Paris (France), 8 mai 2001 – Les inondations en France menacent désormais la région touristique des châteaux de la Loire au centre du pays après avoir mis à mal les régions agricoles du nord, sans que les responsables locaux ne puissent mardi promettre un répit dans les intempéries.

Au moins quatre départements du centre, le Cher, l’Indre, le Loir-et-Cher, et l’Indre-et-Loire, vivent dans la crainte de voir les fleuves et les rivières qui les traversent grossis par des semaines de pluies torrentielles sortir de leurs lits.

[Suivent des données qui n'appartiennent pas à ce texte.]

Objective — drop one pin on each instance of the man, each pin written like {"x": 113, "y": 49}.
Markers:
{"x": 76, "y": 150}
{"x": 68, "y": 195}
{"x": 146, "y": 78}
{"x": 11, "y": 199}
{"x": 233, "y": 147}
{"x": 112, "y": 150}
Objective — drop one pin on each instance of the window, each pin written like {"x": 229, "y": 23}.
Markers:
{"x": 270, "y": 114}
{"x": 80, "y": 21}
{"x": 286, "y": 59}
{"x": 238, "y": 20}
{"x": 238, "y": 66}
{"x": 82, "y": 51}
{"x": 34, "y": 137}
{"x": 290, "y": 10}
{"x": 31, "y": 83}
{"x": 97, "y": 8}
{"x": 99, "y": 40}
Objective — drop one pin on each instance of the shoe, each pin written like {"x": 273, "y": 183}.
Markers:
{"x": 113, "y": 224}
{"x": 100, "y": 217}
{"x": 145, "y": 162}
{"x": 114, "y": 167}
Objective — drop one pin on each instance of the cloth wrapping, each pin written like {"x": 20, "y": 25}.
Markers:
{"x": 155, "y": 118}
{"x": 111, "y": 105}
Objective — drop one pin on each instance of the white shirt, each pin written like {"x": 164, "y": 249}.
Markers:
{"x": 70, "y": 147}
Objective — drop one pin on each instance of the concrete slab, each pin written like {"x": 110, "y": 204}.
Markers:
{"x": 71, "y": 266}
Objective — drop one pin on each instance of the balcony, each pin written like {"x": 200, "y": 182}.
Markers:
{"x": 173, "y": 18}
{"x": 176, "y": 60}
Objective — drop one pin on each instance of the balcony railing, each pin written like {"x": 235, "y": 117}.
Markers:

La Loire, le plus long fleuve de France avec plus de 1000 km, est montée de façon inquiétante à Langeais, dans la zone touristique des châteaux de la Loire, qui à cette époque attirent déjà des milliers de touristes français et étrangers.

« La crue dans le bassin de la Loire commence à préoccuper les riverains », a titré mardi Le Monde.

Les affluents de la Loire, comme le Cher et l’Indre, ont inondé des champs et des villages, notamment dans la région de Vierzon et de Tours. L’armée a dû être mobilisée pour ériger les premières digues de sacs de sable.

Des volontaires ont été recrutés par les mairies des environs pour remplir des sacs en prévision d’une détérioration de la situation.

« On attend une deuxième vague (de crues) mercredi sur le Cher, laquelle aura des difficultés à s’écouler du fait du haut niveau des eaux de la Loire », a averti le directeur de cabinet de la préfecture d’Indre-et-Loire Nicolas de Maistre.

« Nous sommes très vulnérables à la météo car de nouvelles pluies grossiraient immédiatement les rivières, les sols étant gorgés d’eau, et les changements pourraient alors être brutaux », a-t-il ajouté.

Le journal Libération qui fait sa « une » sur le mauvais temps et ses conséquences désastreuses pour l’agriculture a commenté avec humour le mauvais temps qui a battu des records ces derniers mois, notamment en Picardie.

« Une petite moitié de la France est en train de découvrir les charmes du climat britannique avec les conséquences qui en découlent inévitablement, en particulier la pratique compensatoire de l’humour », a souligné le journal dans son éditorial.

Mais c’est sur un ton plus sérieux qu’il a présenté dans un dossier intitulé les « blés dans l’eau », les conséquences des pluies « qui fragilisent encore un peu plus un monde agricole déja éprouvé par la vache folle et la fièvre aphteuse ».

Le déluge de ces dernières semaines, « troisième fléau des campagnes », compromet les semis de printemps et oblige les éleveurs à laisser leurs bêtes à l’étable plutôt que de les voir courir le risque de s’enfoncer jusqu’aux genoux dans le sol détrempé des champs.

La récolte de blé devrait donc être beaucoup moins bonne en 2001 que l’an dernier, tout comme la production de pommes de terre et de betteraves.

« Les inondations rappellent l’intrication de l’agriculture dans la société et parce qu’elles obligeront à des aides et des investissemnts publics elles devraient aider la profession parfois mal aimée, souvent mal aimable, à sortir de son autarcie mentale », a ajouté le quotidien.

Et Libération, comme de nombreux commentateurs depuis le début des crises à répétition dans l’agriculture, a appelé à une réflexion en profondeur sur un secteur économique qui fait de la France la première puissance agricole européenne.